Personally, I don’t think Happy Meals are great nutritional choices for children, either, though the occasional one will do no harm. Nevertheless, what concerns me more is this propensity of government to step into what is essentially a
parent’s job.

Society works best when the family is the main social unit. Even dictators across the ages have known this, since one of the first things they do to increase their control is to weaken the family. In Mao Zedong’s Great March across China, female soldiers who gave birth on the 6000 mile trek were encouraged to leave their babies with peasants, for the good of the revolution. Today China forces women to abort second and third children, for the good of the country. In the Southern United States, during slavery, children were sold away from their parents to sever bonds. Dictators hate the family, because families form allegiances tighter than the ones we have to the state. And then we’re less likely to listen to what the state tells us to do.

For a society to be strong and free, then, the family has to be strong. But the more society starts doing parents’ jobs, the less parents will feel the need to do them.
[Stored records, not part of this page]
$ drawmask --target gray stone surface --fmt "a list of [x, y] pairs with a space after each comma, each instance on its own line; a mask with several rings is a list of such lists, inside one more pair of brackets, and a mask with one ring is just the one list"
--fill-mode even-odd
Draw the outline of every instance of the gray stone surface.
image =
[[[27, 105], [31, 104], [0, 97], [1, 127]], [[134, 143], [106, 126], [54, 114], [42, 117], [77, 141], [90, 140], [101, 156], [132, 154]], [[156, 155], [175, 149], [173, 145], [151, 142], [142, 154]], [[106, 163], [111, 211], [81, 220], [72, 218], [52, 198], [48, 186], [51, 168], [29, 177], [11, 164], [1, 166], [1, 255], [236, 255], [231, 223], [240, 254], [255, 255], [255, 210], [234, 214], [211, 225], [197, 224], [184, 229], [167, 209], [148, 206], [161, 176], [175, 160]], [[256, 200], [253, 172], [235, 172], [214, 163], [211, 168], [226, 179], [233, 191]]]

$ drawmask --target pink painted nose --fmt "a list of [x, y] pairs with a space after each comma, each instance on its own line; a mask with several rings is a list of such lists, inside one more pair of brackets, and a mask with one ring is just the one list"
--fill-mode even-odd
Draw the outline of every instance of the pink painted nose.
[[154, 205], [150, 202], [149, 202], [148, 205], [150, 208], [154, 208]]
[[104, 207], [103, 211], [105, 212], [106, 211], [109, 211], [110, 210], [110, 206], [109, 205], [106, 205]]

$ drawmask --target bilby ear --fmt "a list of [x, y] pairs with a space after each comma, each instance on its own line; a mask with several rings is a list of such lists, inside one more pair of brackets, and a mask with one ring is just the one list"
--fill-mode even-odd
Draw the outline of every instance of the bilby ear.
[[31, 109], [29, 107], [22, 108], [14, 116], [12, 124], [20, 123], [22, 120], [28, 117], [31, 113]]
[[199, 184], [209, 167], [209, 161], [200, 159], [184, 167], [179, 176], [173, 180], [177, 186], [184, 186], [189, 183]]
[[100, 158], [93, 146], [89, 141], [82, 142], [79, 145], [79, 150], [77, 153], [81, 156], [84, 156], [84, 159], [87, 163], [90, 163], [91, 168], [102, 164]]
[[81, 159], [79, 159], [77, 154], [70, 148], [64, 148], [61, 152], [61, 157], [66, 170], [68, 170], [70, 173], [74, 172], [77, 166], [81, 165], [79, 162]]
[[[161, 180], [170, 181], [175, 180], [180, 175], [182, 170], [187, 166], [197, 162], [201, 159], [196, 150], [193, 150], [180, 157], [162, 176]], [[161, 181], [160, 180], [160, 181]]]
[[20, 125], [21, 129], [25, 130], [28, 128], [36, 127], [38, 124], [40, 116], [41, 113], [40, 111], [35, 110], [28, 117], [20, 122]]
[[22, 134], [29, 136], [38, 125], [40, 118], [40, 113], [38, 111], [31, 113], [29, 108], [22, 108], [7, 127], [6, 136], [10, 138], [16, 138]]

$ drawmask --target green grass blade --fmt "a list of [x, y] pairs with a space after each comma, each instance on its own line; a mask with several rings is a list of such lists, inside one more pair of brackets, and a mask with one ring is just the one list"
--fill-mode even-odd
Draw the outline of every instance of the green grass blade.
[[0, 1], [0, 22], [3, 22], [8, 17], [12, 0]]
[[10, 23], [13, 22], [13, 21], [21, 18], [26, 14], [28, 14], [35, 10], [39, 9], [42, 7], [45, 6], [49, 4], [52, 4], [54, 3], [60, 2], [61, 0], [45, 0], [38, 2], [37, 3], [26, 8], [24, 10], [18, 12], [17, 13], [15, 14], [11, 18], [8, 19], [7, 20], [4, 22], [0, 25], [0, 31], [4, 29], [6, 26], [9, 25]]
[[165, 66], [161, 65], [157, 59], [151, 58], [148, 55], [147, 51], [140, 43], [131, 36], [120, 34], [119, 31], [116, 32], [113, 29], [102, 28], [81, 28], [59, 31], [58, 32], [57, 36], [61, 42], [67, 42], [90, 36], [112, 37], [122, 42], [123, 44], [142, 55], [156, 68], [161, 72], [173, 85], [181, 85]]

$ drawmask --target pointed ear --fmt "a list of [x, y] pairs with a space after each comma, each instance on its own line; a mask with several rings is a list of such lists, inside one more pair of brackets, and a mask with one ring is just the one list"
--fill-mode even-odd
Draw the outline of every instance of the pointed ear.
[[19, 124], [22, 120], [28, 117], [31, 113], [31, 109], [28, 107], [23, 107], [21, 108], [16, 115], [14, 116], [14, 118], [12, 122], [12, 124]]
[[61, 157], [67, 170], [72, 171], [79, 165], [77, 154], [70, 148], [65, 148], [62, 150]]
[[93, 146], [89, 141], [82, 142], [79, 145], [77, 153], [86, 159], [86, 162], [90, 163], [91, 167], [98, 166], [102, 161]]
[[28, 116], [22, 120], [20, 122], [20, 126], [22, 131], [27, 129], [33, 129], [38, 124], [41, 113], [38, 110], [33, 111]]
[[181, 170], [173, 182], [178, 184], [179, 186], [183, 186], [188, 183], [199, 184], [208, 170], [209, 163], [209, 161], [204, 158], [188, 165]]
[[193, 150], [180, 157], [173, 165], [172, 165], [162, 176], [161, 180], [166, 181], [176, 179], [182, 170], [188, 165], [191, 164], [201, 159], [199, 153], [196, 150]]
To use another example, Michelle Obama, in her quest to slim the waistlines of America’s children, has expanded lunch programs for poor children, so that now up to 2,000,000 children will be eligible not just for school breakfasts or lunches, but for three meals a day, 365 days a year. The government will feed your kids!
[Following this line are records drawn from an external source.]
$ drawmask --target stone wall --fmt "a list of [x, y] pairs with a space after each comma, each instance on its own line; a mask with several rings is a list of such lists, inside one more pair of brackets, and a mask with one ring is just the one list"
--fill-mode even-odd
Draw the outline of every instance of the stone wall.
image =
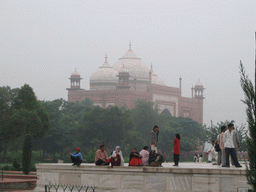
[[96, 192], [237, 192], [248, 188], [245, 169], [237, 168], [111, 168], [90, 164], [37, 164], [36, 168], [37, 192], [45, 191], [44, 185], [49, 183], [95, 185]]

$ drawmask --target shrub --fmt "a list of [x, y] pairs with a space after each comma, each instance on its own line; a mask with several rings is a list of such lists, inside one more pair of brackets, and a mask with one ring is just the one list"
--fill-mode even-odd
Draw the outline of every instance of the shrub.
[[19, 171], [20, 170], [20, 164], [17, 163], [16, 160], [13, 161], [12, 166], [13, 166], [14, 171]]
[[9, 171], [9, 170], [11, 170], [11, 166], [5, 165], [5, 166], [2, 167], [2, 170]]

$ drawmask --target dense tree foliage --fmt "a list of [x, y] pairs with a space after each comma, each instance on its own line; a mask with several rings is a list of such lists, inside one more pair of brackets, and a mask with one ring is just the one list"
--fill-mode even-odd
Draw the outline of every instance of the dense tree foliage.
[[[221, 121], [221, 122], [218, 122], [217, 125], [214, 125], [211, 122], [211, 126], [209, 126], [209, 127], [205, 126], [207, 141], [209, 143], [211, 143], [212, 140], [215, 141], [217, 139], [217, 136], [221, 133], [221, 131], [220, 131], [221, 126], [224, 125], [224, 126], [228, 127], [229, 123], [235, 124], [235, 121], [234, 120]], [[246, 126], [244, 124], [241, 124], [240, 126], [237, 126], [235, 124], [234, 130], [236, 130], [239, 135], [239, 139], [240, 139], [240, 149], [239, 150], [246, 151], [246, 149], [247, 149], [246, 139], [247, 139], [247, 133], [248, 133]]]

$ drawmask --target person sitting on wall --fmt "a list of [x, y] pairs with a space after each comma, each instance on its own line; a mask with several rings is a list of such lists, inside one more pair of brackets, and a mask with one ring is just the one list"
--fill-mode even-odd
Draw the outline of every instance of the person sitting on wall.
[[118, 166], [124, 166], [124, 158], [123, 158], [123, 154], [121, 151], [121, 147], [119, 147], [119, 146], [116, 146], [116, 149], [112, 152], [111, 157], [116, 157], [117, 154], [119, 154], [119, 156], [120, 156], [120, 165], [118, 165]]
[[162, 155], [156, 153], [155, 150], [150, 151], [149, 160], [148, 160], [149, 166], [152, 166], [152, 167], [162, 166], [163, 162], [164, 160]]
[[137, 152], [136, 148], [132, 149], [130, 153], [129, 166], [142, 166], [141, 155]]
[[100, 148], [95, 154], [95, 165], [109, 165], [107, 152], [105, 150], [105, 145], [100, 145]]
[[149, 152], [148, 146], [144, 146], [140, 152], [142, 165], [148, 165]]
[[69, 150], [68, 154], [71, 156], [71, 161], [73, 163], [73, 166], [74, 165], [80, 166], [80, 164], [83, 161], [83, 156], [80, 152], [80, 148], [75, 148], [75, 151], [76, 151], [75, 153], [71, 154]]
[[207, 153], [208, 153], [208, 163], [212, 162], [212, 159], [217, 159], [218, 153], [215, 151], [215, 141], [212, 140], [212, 145], [209, 147]]

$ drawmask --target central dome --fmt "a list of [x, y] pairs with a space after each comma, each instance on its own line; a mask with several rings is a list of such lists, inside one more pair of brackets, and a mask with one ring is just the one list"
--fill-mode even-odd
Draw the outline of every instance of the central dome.
[[129, 72], [131, 79], [136, 78], [141, 81], [149, 81], [149, 68], [142, 62], [141, 58], [138, 58], [133, 53], [131, 44], [129, 45], [129, 50], [113, 65], [113, 68], [118, 72], [121, 72], [124, 67]]

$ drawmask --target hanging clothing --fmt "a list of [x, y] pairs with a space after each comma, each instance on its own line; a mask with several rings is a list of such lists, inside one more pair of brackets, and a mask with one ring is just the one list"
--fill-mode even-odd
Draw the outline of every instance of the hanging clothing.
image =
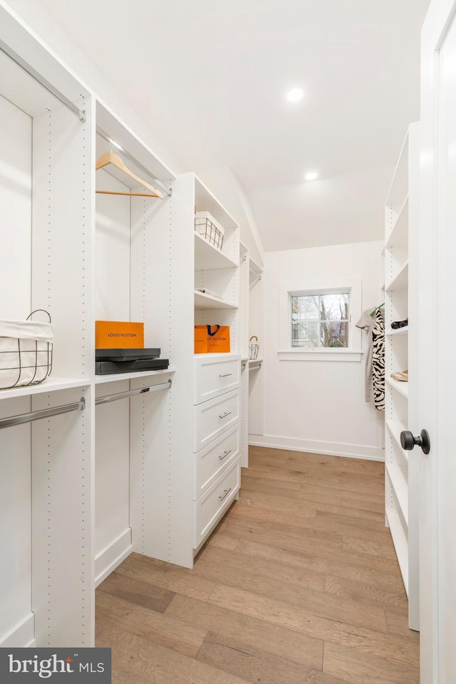
[[356, 327], [366, 331], [368, 340], [368, 348], [366, 354], [366, 365], [364, 367], [364, 399], [366, 401], [373, 401], [373, 381], [372, 379], [372, 350], [373, 333], [375, 322], [373, 316], [370, 316], [372, 309], [366, 309], [356, 323]]
[[[368, 341], [364, 367], [364, 398], [369, 403], [373, 402], [378, 411], [385, 409], [385, 311], [377, 308], [373, 316], [372, 309], [366, 309], [356, 323], [356, 327], [364, 330]], [[380, 315], [380, 322], [378, 320]], [[374, 359], [374, 337], [375, 355]], [[375, 377], [374, 377], [375, 366]], [[376, 391], [374, 389], [376, 385]]]
[[373, 403], [377, 411], [385, 411], [385, 314], [375, 309], [372, 332], [372, 377]]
Isn’t feeding children a rather basic responsibility of parenting? Besides, you can feed a family of four on $150 a week, if you cook from scratch, don’t buy cereal and ice cream, and plan carefully. And food banks are available to make up the difference.

Yet Ms. Obama thinks the government would do a better job. Has she considered the cost? It’s not just the people preparing the food, buying the food, and serving the food. It’s the army of nutritionists who plan the menus. The consultants hired to figure out what green vegetables kids will eat. The commodity experts hired to give their opinion on what prices will be in a few months. The state bureaucrats hired to lobby the federal government for a greater share of the pie. The federal bureaucrats hired to oversee the budget and decide what states get it.

Or we could just ask parents to feed their kids.

Lest you think this is just an American phenomenon, our own premiere is expanding kindergarten so that parents don’t have to care for their children barely out of toddlerhood, either.

Some parents are really and truly awful. But the more the government steps in, the more we tell those parents, “You don’t even need to try.” More and more, governments are doing what parents should do. They are teaching kids about sex. They are teaching them values. They are baby-sitting them. And yes, they are feeding them. And then we wonder why parents don’t step up to the plate.

We can’t afford a society where parents aren’t responsible. We can’t afford it fiscally, and we can’t afford it morally or socially. So I think it’s time we say to parents, “You’re the parent. Act like it.” I wish some politician would say that. That would be a politician I could get behind.